Szczyrk - deptak nad Żylicą |
Wycieczka do Szczyrku z biurem turystycznym Warta.
Przewodnik Tadeusz Leżański. Z Ustronia wyjeżdżamy przy pięknej słonecznej
pogodzie. Jedziemy przez Wisłę i Przełęcz Salmopolską (933 m), zwaną też Biały
Krzyż. Pełna serpentyn droga jest dość mocno ośnieżona. Kiedy po niespełna
godzinie dojeżdżamy do Sanktuarium Matki Bożej Wspomożycielki i Królowej
Beskidów na Górce (dawniej znanej jako Przykra Kępka), pogoda radykalnie się zmienia.
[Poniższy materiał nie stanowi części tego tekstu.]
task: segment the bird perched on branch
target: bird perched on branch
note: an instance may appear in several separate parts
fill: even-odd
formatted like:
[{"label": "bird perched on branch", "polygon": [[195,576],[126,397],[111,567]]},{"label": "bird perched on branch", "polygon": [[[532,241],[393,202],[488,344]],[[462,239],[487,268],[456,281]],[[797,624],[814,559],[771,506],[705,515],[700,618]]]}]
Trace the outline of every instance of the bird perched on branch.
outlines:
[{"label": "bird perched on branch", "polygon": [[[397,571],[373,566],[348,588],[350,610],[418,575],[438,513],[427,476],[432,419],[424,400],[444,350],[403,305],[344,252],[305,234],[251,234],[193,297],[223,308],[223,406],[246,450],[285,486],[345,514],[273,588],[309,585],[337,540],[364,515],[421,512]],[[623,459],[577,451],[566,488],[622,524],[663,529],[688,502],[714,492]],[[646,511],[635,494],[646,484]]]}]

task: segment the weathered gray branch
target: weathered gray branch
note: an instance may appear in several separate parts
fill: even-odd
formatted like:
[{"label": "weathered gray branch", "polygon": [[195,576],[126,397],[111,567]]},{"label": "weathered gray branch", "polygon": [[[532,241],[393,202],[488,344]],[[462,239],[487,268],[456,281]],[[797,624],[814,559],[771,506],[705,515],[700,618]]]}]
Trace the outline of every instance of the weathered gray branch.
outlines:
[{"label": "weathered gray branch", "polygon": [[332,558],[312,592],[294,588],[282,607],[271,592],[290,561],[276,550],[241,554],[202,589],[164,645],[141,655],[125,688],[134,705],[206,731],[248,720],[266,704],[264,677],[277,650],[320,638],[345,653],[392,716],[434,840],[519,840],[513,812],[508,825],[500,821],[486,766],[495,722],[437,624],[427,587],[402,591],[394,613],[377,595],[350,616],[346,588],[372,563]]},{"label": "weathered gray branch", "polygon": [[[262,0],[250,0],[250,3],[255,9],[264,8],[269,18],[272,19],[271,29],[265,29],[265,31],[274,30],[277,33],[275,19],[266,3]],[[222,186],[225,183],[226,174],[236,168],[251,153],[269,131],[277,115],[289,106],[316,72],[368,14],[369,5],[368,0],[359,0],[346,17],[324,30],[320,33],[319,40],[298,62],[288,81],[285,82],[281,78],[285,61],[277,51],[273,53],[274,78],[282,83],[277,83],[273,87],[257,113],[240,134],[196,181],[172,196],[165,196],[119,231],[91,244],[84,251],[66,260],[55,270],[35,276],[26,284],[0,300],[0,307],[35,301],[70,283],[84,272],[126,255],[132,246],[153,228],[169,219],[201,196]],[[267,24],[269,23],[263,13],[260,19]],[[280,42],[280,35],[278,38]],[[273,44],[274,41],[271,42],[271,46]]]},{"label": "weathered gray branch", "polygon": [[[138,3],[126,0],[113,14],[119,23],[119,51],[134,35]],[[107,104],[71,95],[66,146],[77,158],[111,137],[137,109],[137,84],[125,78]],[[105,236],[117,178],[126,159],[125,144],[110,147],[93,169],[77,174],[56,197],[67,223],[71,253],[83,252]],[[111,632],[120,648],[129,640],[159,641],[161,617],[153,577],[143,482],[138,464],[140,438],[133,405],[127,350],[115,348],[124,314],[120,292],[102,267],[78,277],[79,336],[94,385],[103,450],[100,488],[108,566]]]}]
Nadchodzi wielka chmura, z której spadają wielkie płaty śniegu. Widoczność spada
do kilkudziesięciu metrów, więc o obejrzeniu Skrzycznego czy Klimczoka można tylko
pomarzyć.
Na szczęście tutejszy klimat charakteryzuje się ogromną
zmiennością. Po kilkudziesięciu minutach, gdy zjeżdżamy już do centrum Szczyrku,
pojawia się słońce. Oglądamy więc kompleks tutejszych skoczni narciarskich Skalite,
po czym długo spacerujemy po bulwarze nad Żylicą. Zwiedzamy też główną ulicę miasta,
przy której aż gęsto od sklepów i lokali gastronomicznych. Widać, że niewielki Szczyrk
nastawiony jest głównie na obsługę turystów.
Do Ustronia wracamy na kolację. Korzystając z okazji życzę wszystkim czytelnikom tego bloga zdrowych i radosnych Świąt Wielkanocnych.
Szczyrk - Sanktuarium na Górce |
Po lewej przewodnik Tadeusz Leżański |
Grota |
Skrzyczne |
Szczyrk - ul. Beskidzka |
Szczyrk - kościół św. Piotra i Pawła |
Do Szczyrku zawsze warto wrócić. Ciężko zobaczyć wszystko, co przygotowało to miejsce, podczas jednej wizyty. Pozdrowienia!